São 1500 hp’s de potência divididos em dois motores responsáveis por empurrar mais de cem metros de comprimento por 15 metros de largura de puro ferro. Esse é o tamanho do Trevo Nordeste, navio da Companhia Aliança de Navegação, transportadora de grãos, commodities, madeira e celulose, que trafega pelas hidrovias do Rio Grande do Sul entre as cidades de Taquari, Canoas, Guaíba, Porto Alegre e Rio Grande. Se por um lado, os motores movimentam o navio, por outro, são os tripulantes os responsáveis pela direção e transporte da carga em segurança.

           Viagem Canoas - Rio Grande (51) Renê Pinto dos Santos é um deles. É Mestre Fluvial, ou Imediato. É o segundo na hierarquia a bordo. Aos 49 anos de idade, sendo 28 deles embarcado, conta que virou marinheiro por influência da família. E não se arrepende. Confessa que depois de tantos anos, a rotina às vezes estressa, o que faz com que ele garanta que nos dias de folga nem perto da água se aproxime. E ainda diz que em muitas das viagens, torce por uma tempestade, só para quebrar a tal rotina e ter um pouco mais de emoção enquanto navega.

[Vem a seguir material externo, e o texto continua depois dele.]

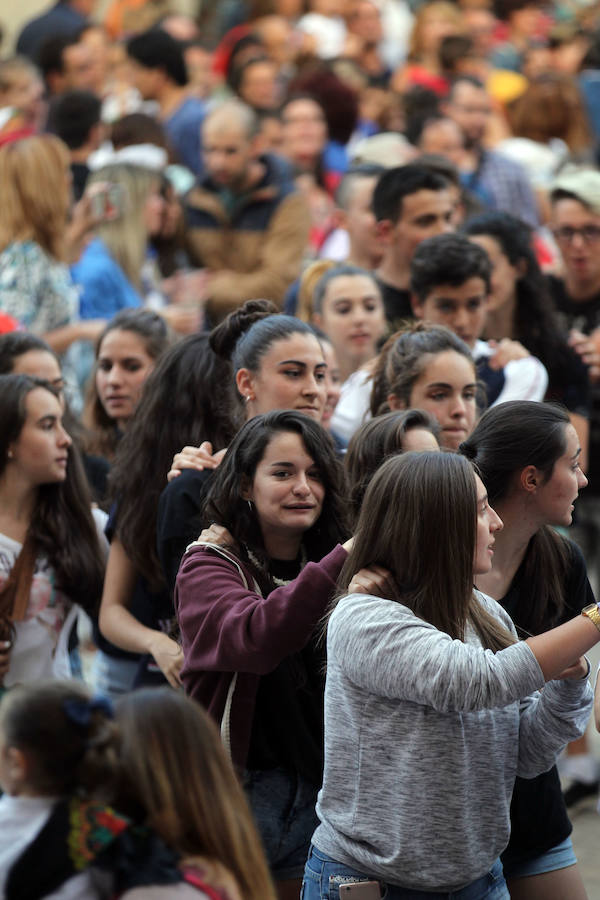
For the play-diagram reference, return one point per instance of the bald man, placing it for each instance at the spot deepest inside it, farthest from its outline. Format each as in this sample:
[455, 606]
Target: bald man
[246, 223]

            Aliás, as tempestades lideram a lista de histórias contadas pelos marinheiros. Se pescadores falam dos tamanhos dos peixes, no navio o que se discute e se narra com emoção são as ondas. Engana-se quem acha que navegar pela Lagoa dos Patos é sinônimo de tranquilidade. Claro, nada comparado com uma tormenta em alto mar, mas o suficiente para balançar o barco e até mesmo, cobrir os porões de carga. No inverno, ondas de até três metros já atingiram alguns navios.

            E a Lagoa dos Patos não é feita apenas de águas agitadas. Muitos mistérios também acompanham as viagens. Luzes fortes que surgem e desaparecem rapidamente são os relatos mais frequentes. Além delas, bolas de fogo que cruzam a água e até mesmo um navio que apareceu no radar, fez duas ultrapassagens em um intervalo de uma hora e desapareceu dos monitores.

            A maior parte das estranhas aparições acontece no Farol Cristóvão Pereira, que em linha reta com terra, está localizado entre as cidades de Arambaré e Camaquã. Sustos a parte, os mistérios contados pela tripulação intrigam, mas o que realmente incomoda os marinheiros não vem de outros mundos. Absolutamente nada sobrenatural. Ao contrário, bem presente no dia a dia de quem fez do navio a segunda casa. O que mais preocupa é a segurança do tráfego aquaviário. Principalmente a sinalização náutica, fundamental para evitar colisões e encalhes ao longo do trajeto.

            Para se ter uma ideia, uma viagem entre as cidades de Canoas, na região metropolitana de Porto Alegre e Rio Grande, no sul do Estado, leva cerca de 24 horas. Embarcamos no Trevo Nordeste, citado no início da reportagem, por volta da 0h de Sexta-feira. Quando o carregamento de farelo de soja foi concluído, cinco horas mais tarde, o comandante ligou os motores e partiu. Pela frente, a travessia do Guaíba e Lagoa dos Patos.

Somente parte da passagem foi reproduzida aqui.